Sementara itu, di Mandaraka, kedua
adik Erawati, Surtikanti dan Banowati, cemas memikirkan kakak sulungnya itu.
Prabu Salya pun ikut prihatin. Pada saat itu, datanglah Arjuna bersama
Kakrasana. “Hai Arjuna, bagaimana? Apakah putriku sudah ketemu?”
“Maaf, Paman. Saya belum menemukan
Erawati. Tetapi saya membawa orang yang berminat mengikuti sayembara, Paman.”
“Hmm, baiklah, siapa namamu, ksatria?”
“Saya Kakrasana, putra Prabu
Basudewa, dari Mandura. Saya berjanji akan mengembalikan Erawati, Paman.”
“Yo wis, saya tunggu kemempuan
sampeyan!” Prabu Salya keluar. Kakrasana dan Arjuna lalu merencanakan siasat
menghadapi si maling. “Arjuna, nanti malam kita sembunyi, siapa tahu si maling
balik kemari, hendak menculik Surtikanti dan Banowati.”
“Kalau begitu saya lebih baik
menjaga mereka saja, Kanda,”
“Oh yo wislah, terserah sampeyan,”
Ternyata, dugaan Kakrasana tepat,
Kartapiyaga kembali ke Mandaraka, hendak menculik Surtikanti dan Banowati,
sesuai permintaan Erawati. Dia masuk ke dalam istana, mencari kedua adik
Erawati itu. Tanpa sepengetahuannya, Kakrasana mengintai dari balik tirai. Pada
saat yang dikiranya tepat, Kakrasana lantas menyerang Kartapiyaga dari
belakang. Namun, dengan sigap, Kartapiyaga masih dapat menghindar. Ia mendengar
hentakan kaki Kakrasana dari belakang. Maka, terjadilah pertarungan seru antara
Kakrasana dengan Kartapiyaga. Kartapiyaga terlihat kewalahan. Karena itu, dia
merasa lebih baik mengambillangkah seribu. Dia meninggalkan Mandaraka, kembali
ke negaranya, Giri Kedasar, akan menysun kekuatan. “Duh, kabur! Arjuna, cepat
kemari, Yayi! Malingnya kabur!”
Tak sampai sepuluh detik, Arjuna
telah berada di hadapan Kakrasana. “Tadi ada malingnya, Kanda?”
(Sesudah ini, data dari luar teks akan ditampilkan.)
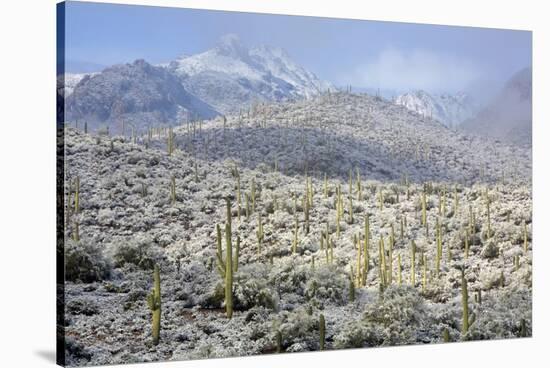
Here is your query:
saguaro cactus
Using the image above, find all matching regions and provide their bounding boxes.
[256,213,264,255]
[319,314,325,350]
[147,264,161,345]
[170,175,176,204]
[461,269,476,335]
[74,176,80,213]
[411,240,416,287]
[422,191,426,225]
[523,220,529,253]
[225,220,233,318]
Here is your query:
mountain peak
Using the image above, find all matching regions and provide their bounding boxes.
[215,33,248,59]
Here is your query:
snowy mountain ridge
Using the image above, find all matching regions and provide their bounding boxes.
[394,90,478,127]
[168,34,334,113]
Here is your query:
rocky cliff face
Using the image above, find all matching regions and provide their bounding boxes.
[461,68,533,146]
[168,35,334,113]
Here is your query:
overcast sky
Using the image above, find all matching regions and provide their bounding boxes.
[62,2,532,92]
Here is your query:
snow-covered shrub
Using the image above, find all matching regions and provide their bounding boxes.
[67,298,99,316]
[273,308,319,352]
[233,265,277,310]
[465,289,532,340]
[363,286,428,346]
[305,266,348,305]
[65,239,111,282]
[111,235,164,270]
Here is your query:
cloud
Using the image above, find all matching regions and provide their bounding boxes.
[345,48,482,92]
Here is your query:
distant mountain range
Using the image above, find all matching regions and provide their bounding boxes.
[64,35,334,130]
[460,68,533,146]
[394,90,479,127]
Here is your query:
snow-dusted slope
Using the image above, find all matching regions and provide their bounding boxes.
[395,90,477,127]
[64,73,97,97]
[168,35,333,113]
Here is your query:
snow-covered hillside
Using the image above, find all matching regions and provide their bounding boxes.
[168,35,334,113]
[395,90,478,127]
[62,93,533,366]
[460,68,533,147]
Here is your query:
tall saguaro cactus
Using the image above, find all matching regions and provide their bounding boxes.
[319,314,325,350]
[460,269,476,335]
[147,264,161,345]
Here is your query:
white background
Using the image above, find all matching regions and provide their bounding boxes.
[0,0,550,368]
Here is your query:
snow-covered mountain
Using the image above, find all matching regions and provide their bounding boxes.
[461,68,533,146]
[65,60,218,131]
[394,90,478,127]
[168,34,334,113]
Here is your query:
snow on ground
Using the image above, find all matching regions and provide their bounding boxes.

“Iya, benar, Yayi. Namun telah kabur
lagi.”
“Mari kita ikuti, Kanda.”
“Ayo, Yayi!” Arjuna dan Kakrasana
mengejar Kartapiyaga.
Singkat saja, Kartapiyaga telah kembali
berada di negaranya, Giri Kedasar, menemui ayahnya. “Ananda Kartapiyaga, cepat
sekali kembali. Apakah sudah berhasil menculik kedua adiknya, Ngger?”
“Belum, Rama. Malah saya kepergok,
Rama,”
“Nah, itulah akibat dari perilaku
cerobohmu, Ngger. Tobatlah, Ngger,” Tiba-tiba, muncul Arjuna dan Kakrasana
memhunus kerisnya masing-masing. “Awas, Ngger!” Kartapiyaga segera bersiap
menerima serangan Arjuna dan Kakrasana. “Prajurit, serang mereka!” ajak Kartapiyaga.
Para prajurit Giri Kedasar segera menyerang Arjuna dan Kakrasana. Walaupun
jumlah prajurit mereka tak sebanding dengan jumlah mereka berdua, mereka dapat
mengatasi semua prajurit itu.
Melihat kekalahan itu, Kartapiyaga
segera maju ke pertempuran, menyerang Kakrasana. Sedangkan, Arjuna beralih ke
hadapan Prabu Geni. Maka, terjadilah dua pertempuran hebat antara
ksatria-ksatria pilih tanding. Semua mengeluarkan kesaktiannya. Namun,
tampaknya pihak Giri Kedasar agak terdesak. Kartapiyaga hampir tak punya kesempatan
lagi untuk menyerang. Sebaliknya, Kakrasana mendapat kesempatan emas, dan ia
tak mungkin menyia-nyiakannya. Ditusukkanlah kerisnya ke perut Kartapiyaga. Kartapiyaga
mengerang kesakitan. Lama-kelamaan, tenaganya mulai terkuras, dan akhirnya
matilah ia.
Sementara itu, Arjuna sedang
membidik panahnya ke arah Prabu Geni. BLARR!!! Anak panah Arjuna menancap di
dada Prabu Geni. Seketika itu juga Prabu Geni tewas. “Kanda Kakrasana, mari
kita jemput Erawati, Kanda,”
“Ayo, Yayi. Kita cari di keputren.”
Arjuna dan Kakrasana mencari Erawati ke keputren.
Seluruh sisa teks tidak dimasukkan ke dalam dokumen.